Many of us know from years of studying backward design and turning to Wiggins and McTighe for inspiration and guidance that our best planning begins with the end. We need to be very clear on what we want our students to know, understand, and be able to do before we begin instruction. One of the tools I like to use and that I ask all of my graduate students to use is an assessment map. An assessment map is different from a curriculum map and while both are helpful to us for long-range planning, the assessment map should be designed first. Think of it this way: the curriculum map is about the large scale inputs while the assessment map is about the large scale outputs. The assessment map helps us consider the collection of outputs, check that we are not accidentally omitting things, and examine our decisions for how frequently to assess each of our stated outcomes (targets, indicators, etc..) Once I create my assessment map, I can invest time in the components necessary for a curriculum map. Those include things like a deep knowledge of my students’ abilities and barriers, their learning preferences, time constraints, and available materials. But before I look at those variables, I map my course assessments.

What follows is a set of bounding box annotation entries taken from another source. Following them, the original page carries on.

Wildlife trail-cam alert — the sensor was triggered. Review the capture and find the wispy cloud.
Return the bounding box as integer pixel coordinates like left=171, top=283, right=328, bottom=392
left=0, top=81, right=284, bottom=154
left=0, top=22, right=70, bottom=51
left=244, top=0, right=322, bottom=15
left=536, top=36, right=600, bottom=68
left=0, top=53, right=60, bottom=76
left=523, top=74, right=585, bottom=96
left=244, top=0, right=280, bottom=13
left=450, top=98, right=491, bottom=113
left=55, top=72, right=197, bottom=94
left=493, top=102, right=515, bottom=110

Below you’ll see an annotated template for one version of an assessment map. For guidance or a refresher on how to derive a long term learning target (LTLT) from an indicator, take a look at this post. As you create an assessment map, it’s useful to know the duration of time for which you are mapping. As a reminder, Marzano encourages us to plan instruction and assessment for approximately 25 outcomes in a given year-long course. In addition to the template below, here are examples of assessment maps created by my graduate students in English, math, science, social studies, and world languages. Please note that since these maps were created for an academic assignment, some of them represent a sampling of assessments as opposed to a complete set of assessments.
Unit 1, for example, might take place in September. I would use it to address and assess certain LTLTs derived from the unpacked indicators. I would include here all the LTLTs in this unit. Those LTLTs might address a single indicator or they might address several.
The “Indicators Addressed” column ultimately will show all the indicators I am responsible for assessing (and therefore teaching) in each unit. Once my map is complete, I can see if I have planned to assess some indicators more than others and determine if that is appropriate. I can make changes to my map accordingly.
“Name of Summative Assessment” is really just a way to know which assessment I am referring to.
I like to include “Method of Assessment” as a way to ensure I design assessments to meet the full range of learners in my classroom and various types of thinking the content will demand. The methods are selected response, constructed or written response, personal communication, and performance, as referenced by Stiggins.
It’s imperative to include the “Corresponding Formative Assessments” column as a way to encourage me to build in frequent, low stakes, wide-ranging formative assessments to support my students as they move toward the summative assessment.
The process of creating the assessment map gets me to think about what my students need to learn through their work with me. The items I put into the assessment map ultimately become a partial guide for how I will get my students to that learning. The categories I use in the template above encourage me to think carefully about how to assess effectively, both in terms of who my learners are and the content we address. A map like this one also urges me to mindfully include formative assessments to ensure steady learning en route to the summative assessment. As I do my big picture planning for any course I teach or for a coming school year, I rely on the creation of an assessment map to ground me and point me forward.